At its 21–22 September meeting, the Monetary Policy Committee (MPC) of the Central Bank of Nigeria (CBN) decided to axe its monetary policy rate by 100 basis points to 11.50%, marking the second cut so far this year and the lowest rate since February 2016. Six committee members backed the decision, one called for less aggressive easing and the remaining three voted to stay put.

The decision surprised market analysts, who had expected the CBN to remain on hold. In addition, the Bank lowered the asymmetric corridor from plus 200 and minus 500 basis points to plus 100 and minus 700 basis points around the monetary policy rate. The rest of policy parameters were left unchanged; thus, the liquidity ratio remained at 30.00% and the cash reserve ratio at 27.50%.

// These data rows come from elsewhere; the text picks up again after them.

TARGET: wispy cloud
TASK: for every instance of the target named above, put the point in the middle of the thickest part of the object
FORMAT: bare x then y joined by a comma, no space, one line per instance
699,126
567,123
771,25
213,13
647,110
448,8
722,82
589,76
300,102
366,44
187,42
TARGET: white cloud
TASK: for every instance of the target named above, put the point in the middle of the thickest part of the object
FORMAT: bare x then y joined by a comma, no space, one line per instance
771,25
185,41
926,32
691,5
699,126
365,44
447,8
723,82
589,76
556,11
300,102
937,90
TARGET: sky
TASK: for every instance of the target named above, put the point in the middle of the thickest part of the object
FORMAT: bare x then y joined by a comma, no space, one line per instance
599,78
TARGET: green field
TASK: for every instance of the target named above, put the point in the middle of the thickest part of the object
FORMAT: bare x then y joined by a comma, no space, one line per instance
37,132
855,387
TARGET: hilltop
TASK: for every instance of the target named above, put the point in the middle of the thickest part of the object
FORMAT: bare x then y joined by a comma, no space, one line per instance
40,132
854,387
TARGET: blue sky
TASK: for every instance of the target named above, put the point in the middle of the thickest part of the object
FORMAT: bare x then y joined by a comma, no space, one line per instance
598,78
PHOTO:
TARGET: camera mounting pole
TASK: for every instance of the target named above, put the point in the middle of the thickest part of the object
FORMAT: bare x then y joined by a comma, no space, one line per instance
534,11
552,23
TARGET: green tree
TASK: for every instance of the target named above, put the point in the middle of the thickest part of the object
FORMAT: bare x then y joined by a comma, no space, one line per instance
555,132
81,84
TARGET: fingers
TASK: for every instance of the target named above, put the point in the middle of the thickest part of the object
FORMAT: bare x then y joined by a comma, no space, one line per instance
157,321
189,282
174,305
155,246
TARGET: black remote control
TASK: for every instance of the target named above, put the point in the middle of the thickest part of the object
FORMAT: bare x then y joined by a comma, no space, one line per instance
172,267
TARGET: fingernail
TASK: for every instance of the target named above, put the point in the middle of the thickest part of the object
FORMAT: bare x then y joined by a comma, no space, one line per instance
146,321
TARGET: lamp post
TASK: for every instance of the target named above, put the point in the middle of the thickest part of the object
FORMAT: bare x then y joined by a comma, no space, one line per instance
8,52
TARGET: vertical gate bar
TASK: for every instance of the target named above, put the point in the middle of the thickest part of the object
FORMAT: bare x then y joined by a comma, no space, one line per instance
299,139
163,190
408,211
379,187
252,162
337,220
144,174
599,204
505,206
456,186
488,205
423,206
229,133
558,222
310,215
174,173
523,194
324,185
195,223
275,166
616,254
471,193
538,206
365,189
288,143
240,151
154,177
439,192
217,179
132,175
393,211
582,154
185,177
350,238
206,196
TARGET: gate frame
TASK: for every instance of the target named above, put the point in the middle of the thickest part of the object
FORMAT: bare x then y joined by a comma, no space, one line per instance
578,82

The MPC’s decision reflected the priority to further stimulate a contracting economy despite quickening inflation, which has remained above the Bank’s target range for over five years now. The economy contracted heavily in Q2 on the twin impact of the Covid-19 pandemic and low oil prices, and the Bank expects it will continue to grapple with those effects during H2, with growth not estimated to return until Q4 or Q1 2021. On the price front, inflation has been climbing steadily over the past few months, reaching an over two-year high of 13.2% in August (July: 12.8%). Supply-side bottlenecks, security challenges, adverse weather conditions and pass-through effects from the recent currency devaluation have all stoked price pressures. The CBN assessed that these same factors, combined with the removal of fuel subsidies and a hike in electricity tariffs, will further exert upward pressure to prices going forward. Despite this outlook, however, the Bank deemed that previous liquidity injections to strategic sectors, coupled with its expansionary policy move to pressure banks to extend cheaper credit, will stimulate production and increase aggregate supply, thus helping to moderate inflation ahead.

Looking ahead, the communiqué was not clear cut in its forward guidance. The Bank’s latest move raises questions, however, on whether it will be enough to stimulate an economy which faces a looming recession if long-standing structural bottlenecks and restrictions to foreign exchange access are not addressed, in addition to risking fanning price pressures further by increasing the money supply.

FocusEconomics panelists expect the monetary policy rate to end 2021 at 11.38% and 2022 at 12.10%.